Ulkus kornea adalah hilangnya sebagian permukaan kornea akibatkematian
jaringan kornea (Arif mansjoer, DKK, 2000, hal 56)
Ulkus kornea merupakan hilangnya sebagian permukaan kornea akibat
kematian jaringan kornea (Ilyas, Sidarta, 2004)
Ulkus kornea merupakan nekrosa pada jaringan kornea akibat trauma (radang
dapat dipermukaan atau mmenyusup ke jaringan yang lebih dalam) (Barbarac, 1996)
B. Anatomi dan Fisiologi
Kornea merupakan membran pelindung dan ‘jendela’ yang dilalui berkas
cahaya menuju retina. Kornea meliputi seperenam dari permukaan anterior bola mata.

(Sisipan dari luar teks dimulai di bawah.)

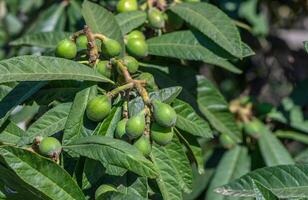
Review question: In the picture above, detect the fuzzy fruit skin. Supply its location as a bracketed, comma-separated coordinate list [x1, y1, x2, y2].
[39, 137, 62, 156]
[153, 100, 177, 127]
[219, 133, 235, 149]
[148, 8, 165, 29]
[134, 136, 152, 157]
[125, 111, 145, 138]
[76, 35, 88, 49]
[102, 38, 122, 58]
[96, 60, 111, 78]
[151, 123, 173, 146]
[86, 95, 111, 122]
[127, 30, 145, 40]
[117, 0, 138, 13]
[244, 120, 262, 138]
[126, 38, 148, 57]
[56, 39, 77, 59]
[122, 56, 139, 74]
[115, 119, 127, 139]
[95, 184, 117, 200]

Kelengkungannya lebih besar dibandingkan permukaan mata lainnya. Perbatasan antara
kornea dan sklera disebut sebagai limbus (ditandai dengan adanya sulkus yang dangkal–
sulkus sklera). Kornea terdiri dari 3 lapisan yaitu epitel, substansi propria atau stroma dan
endotel. Diantara epitel dan stroma terdapat lapisan atau membran Bowman dan diantara
stroma dan endotel terdapat membran descemet.

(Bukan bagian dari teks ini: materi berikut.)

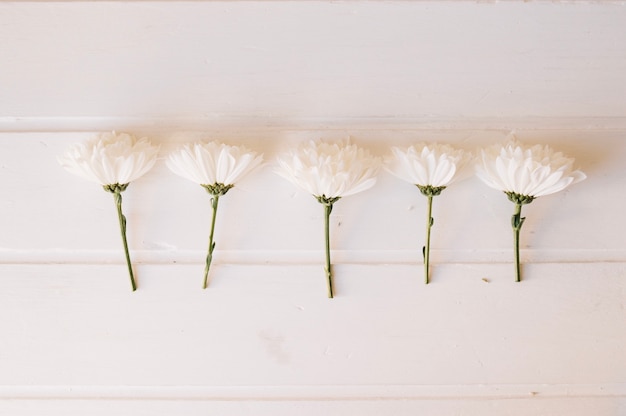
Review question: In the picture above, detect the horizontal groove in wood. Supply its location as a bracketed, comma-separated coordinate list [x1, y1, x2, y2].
[0, 383, 626, 401]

Kornea adalah jaringan transparan, yang ukurannya sebanding dengan kristal
sebuah jam tangan kecil. Kornea ini disisipkan ke sklera di limbus, lengkung melingkar
pada persambungan ini disebut sulkus skelaris. Kornea dewasa rata-rata mempunyai tebal
0,54 mm di tengah, sekitar 0,65 di tepi, dan diameternya sekitar 11,5 mm dari anterior ke
posterior, kornea mempunyai lima lapisan yang berbeda-beda: lapisan epitel (yang
bersambung dengan epitel konjungtiva bulbaris), lapisan Bowman, stroma, membran
Descement, dan lapisan endotel. Batas antara sclera dan kornea disebut limbus kornea.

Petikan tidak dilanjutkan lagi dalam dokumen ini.